The second drawer held her collection of matches.
Heather loved matches, probably more than lighters, but she preferred the
readiness and ease of lighters for everyday use. (Plus, she had burned holes
in her pockets sticking warm matchsticks in them.) She had several boxes
of long matchsticks, and a few small packs from restaurants and tobacco shops
owned by locals, including the pack she had never opened that she got from
the theatre that played old movies—where she and David (a writer) had gone
on a date—her only date. They made-out once, and they saw each other, or
rather purposefully ran into one another, about once a month. They didn’t
say much, but they took each other for granted somehow. Heather felt comfortable
around David, which was something she couldn’t say about anyone else.

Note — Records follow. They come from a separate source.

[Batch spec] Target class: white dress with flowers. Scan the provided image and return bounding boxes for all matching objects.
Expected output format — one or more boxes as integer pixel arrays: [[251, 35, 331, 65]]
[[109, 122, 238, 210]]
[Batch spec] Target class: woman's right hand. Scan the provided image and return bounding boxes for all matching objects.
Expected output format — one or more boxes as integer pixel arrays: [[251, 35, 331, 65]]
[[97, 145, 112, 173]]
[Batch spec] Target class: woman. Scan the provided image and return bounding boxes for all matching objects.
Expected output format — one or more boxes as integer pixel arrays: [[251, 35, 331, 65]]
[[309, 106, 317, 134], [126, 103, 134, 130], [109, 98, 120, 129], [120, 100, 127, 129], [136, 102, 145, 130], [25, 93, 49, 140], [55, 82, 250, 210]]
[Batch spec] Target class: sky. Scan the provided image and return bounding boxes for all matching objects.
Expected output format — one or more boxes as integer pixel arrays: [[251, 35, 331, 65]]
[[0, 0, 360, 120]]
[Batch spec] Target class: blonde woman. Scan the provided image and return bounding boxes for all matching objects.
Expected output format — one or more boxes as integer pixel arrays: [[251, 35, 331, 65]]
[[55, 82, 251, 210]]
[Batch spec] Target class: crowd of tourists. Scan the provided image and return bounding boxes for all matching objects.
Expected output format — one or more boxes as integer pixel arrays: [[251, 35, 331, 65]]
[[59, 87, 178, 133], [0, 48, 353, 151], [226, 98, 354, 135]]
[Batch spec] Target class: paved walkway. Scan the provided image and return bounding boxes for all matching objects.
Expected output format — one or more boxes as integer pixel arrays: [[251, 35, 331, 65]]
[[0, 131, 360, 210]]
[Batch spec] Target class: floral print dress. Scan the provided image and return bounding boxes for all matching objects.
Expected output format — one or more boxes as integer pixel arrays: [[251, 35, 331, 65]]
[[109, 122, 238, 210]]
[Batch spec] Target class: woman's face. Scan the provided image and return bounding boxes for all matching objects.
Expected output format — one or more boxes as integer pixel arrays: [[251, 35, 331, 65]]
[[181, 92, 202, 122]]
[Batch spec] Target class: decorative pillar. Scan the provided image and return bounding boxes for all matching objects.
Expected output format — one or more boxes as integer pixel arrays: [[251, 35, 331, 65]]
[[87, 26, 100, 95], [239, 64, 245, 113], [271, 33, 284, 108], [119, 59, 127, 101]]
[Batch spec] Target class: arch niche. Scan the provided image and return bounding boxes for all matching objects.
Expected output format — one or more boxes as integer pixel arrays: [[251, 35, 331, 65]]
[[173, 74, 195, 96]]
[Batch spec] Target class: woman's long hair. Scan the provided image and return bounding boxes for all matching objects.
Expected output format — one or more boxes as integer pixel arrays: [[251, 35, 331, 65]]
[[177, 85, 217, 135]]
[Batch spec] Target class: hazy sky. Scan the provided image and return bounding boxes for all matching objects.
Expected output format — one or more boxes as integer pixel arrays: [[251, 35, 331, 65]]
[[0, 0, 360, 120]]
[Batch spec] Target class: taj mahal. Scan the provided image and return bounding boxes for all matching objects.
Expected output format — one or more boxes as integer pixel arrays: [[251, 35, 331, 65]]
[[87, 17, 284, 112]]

The third drawer contained burned relics, and the fourth drawer held things
she planned to burn, as well as a small collection of pictures she had taken
Heather’s mother was a sheltered liberal and Stepfordesque housewife, and she never would have dreamed of violating Heather’s rights by looking into her chest of drawers. She believed the “best” in people (the “best” as defined weekly by Oprah and Martha), especially her daughter. Heather’s father was methodically stable and blasé. If asked, he would have struggled to remember that Heather’s middle name was Anne and that he hadn’t performed the deed with his wife in over three years.
* * *
Heather often dreamed of fires, but that night, the fires in her dreams were different. They were vast, spreading out in a semi-circle before her, yet controllable, formable. She made them rise and fall, stretched them to sword-like points and widened them with volumes of sacred electric blue. She always felt that fires looked at her, deep into her soul, searching her with approval. She knew the fires didn’t notice many people, let alone approve of them—they wanted to burn everything and everyone until the world was ablaze with essence rather than material facade. All growth requires burning, she thought in her dream, and while she always felt as though she were looking into fires and searching them, for the first time, the fires knew she searched. They’re welcoming me. When Heather awoke the next morning, she knew what she had to do. Fire had baptized her.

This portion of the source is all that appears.